DQN With Various Rewards on SUMO-RL

This is a class project for USU CS 5640 (Reinforcement Learning Applications)

• Using Environment: SUMO-RL
• Simulation: SUMO
• Using a Deep Q Learning agent with Pytorch

This project utilizes a DQN with dense policy and target networks to find ideal traffic signal controls.
It utilizes the environment, default rewards, and files representing a 2-way intersection from SUMO-RL.
There are various rewards implemented from the environment in SUMO-RL, these are tested using different objective values.

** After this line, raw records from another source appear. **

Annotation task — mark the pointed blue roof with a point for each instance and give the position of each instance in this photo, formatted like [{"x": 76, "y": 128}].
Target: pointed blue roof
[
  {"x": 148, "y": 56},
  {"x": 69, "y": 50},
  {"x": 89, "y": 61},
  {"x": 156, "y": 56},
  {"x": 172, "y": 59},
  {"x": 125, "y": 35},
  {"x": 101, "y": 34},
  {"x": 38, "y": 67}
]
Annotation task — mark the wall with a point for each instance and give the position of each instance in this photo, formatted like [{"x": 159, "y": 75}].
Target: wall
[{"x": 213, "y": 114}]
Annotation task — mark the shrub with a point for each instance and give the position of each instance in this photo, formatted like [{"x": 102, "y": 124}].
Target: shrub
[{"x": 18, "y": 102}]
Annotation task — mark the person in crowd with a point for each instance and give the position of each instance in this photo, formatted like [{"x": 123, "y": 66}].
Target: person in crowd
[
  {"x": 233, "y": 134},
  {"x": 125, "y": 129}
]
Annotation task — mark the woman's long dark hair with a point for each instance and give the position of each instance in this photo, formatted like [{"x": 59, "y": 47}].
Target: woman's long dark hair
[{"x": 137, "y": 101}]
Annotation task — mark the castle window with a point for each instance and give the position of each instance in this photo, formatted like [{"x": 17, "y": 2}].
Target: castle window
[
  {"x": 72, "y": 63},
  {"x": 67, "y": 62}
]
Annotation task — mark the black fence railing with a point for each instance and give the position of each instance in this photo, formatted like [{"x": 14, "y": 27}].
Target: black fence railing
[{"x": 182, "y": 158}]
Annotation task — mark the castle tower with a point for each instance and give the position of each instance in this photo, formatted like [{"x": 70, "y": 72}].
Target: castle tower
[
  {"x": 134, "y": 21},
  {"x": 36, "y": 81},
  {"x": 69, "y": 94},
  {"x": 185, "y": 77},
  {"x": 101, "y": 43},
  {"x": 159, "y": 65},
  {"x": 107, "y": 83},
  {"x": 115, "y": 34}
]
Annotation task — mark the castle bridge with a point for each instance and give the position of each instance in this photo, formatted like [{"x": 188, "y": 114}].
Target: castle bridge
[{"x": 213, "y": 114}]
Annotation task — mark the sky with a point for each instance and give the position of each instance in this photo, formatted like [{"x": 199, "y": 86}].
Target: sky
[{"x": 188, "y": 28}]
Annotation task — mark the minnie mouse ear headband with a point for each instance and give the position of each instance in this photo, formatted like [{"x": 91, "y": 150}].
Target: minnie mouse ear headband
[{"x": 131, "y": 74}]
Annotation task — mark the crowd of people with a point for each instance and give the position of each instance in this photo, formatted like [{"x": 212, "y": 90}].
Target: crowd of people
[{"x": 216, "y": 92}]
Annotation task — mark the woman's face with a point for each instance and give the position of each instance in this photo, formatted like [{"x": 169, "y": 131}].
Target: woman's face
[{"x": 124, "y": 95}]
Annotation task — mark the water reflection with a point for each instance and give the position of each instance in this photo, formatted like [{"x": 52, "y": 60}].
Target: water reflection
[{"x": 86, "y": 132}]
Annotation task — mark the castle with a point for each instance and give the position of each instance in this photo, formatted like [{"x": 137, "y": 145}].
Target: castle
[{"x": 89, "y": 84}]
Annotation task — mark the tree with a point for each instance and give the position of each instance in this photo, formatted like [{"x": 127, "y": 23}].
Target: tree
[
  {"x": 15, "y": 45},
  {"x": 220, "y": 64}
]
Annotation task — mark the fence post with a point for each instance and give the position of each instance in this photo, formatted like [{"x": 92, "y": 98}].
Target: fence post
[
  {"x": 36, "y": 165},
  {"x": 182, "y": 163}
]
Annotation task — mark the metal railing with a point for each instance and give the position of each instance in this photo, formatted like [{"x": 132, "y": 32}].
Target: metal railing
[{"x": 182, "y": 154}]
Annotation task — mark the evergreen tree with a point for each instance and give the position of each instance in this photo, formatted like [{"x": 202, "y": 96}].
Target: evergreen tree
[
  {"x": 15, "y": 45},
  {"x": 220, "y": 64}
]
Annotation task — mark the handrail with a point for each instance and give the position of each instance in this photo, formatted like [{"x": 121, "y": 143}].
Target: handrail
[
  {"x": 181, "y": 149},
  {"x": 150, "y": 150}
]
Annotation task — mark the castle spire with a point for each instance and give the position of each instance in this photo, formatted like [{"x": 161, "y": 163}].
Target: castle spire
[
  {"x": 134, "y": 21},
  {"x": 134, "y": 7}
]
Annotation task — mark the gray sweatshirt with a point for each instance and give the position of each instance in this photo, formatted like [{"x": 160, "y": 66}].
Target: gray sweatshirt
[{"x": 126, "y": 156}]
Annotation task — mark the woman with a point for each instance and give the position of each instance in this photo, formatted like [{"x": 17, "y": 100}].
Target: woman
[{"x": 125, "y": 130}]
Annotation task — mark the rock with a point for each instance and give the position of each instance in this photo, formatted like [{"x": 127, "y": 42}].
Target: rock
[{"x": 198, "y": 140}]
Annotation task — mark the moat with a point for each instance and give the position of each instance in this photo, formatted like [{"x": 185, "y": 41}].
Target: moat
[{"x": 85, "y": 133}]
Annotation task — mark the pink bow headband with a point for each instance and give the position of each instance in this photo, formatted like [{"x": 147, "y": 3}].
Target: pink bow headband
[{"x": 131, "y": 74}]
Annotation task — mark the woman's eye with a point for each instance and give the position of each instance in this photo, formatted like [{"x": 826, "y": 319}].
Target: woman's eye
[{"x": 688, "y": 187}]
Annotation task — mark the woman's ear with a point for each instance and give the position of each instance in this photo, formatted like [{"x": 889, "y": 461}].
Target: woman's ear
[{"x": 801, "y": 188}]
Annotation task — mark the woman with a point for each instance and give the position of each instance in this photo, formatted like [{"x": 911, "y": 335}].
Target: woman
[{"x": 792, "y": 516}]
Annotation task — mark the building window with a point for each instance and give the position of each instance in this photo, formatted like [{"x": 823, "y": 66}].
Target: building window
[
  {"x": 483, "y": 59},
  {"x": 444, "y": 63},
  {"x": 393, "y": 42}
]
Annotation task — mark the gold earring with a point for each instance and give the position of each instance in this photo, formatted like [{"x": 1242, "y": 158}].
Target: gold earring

Final video presentation link: Final Presentation

Repository Contents

• dqn_learning/
  • python files used to generate models and plots (main.py)
  • Python file used to run gui-enabled simulation of specific generated model
• nets/ network files to run simulation
• sumo_rl/ environment files (modified from original to include some additional metrics)
• Final report PDF
• Final presentation slides in PDF format

Observation Space

This simulation only has the option for a 2-way intersection so the observation space (obs) is as follows:

• obs[0:4] is a one-hot encoded vector indicating the current active green phase
• obs[4] is a binary variable indicating whether min_green seconds have already passed in the current phase
• obs[5:13] is the density of each lane: the number of vehicles in a lane divided by the lane's total capacity
• obs[13:21] is the queue amount of each lane: the number of queued vehicles in a lane divided by the lane's total capacity

Action Space

The action space (act) is 4 discrete actions, each representing a different green phase:

• act[0] Green Signals: North-South straight/right turn
• act[1] Green Signals: North-South left turn
• act[2] Green Signals: East-West straight/right turn
• act[3] Green Signals: East-West left turn

Reward Functions

There are four reward functions:

• Difference in waiting time between steps
• Average speed
• Queue
• Pressure

Evaluation Metrics

After each iteration of training and testing an agent, that agent's policy NN and info about the episode is saved. The info that is saved includes:

• Total number of vehicles moved through the intersection
• Average speed at each step
• Vehicles in intersection at each step
• Average and total wait times at each step
• Vehicles queued at each step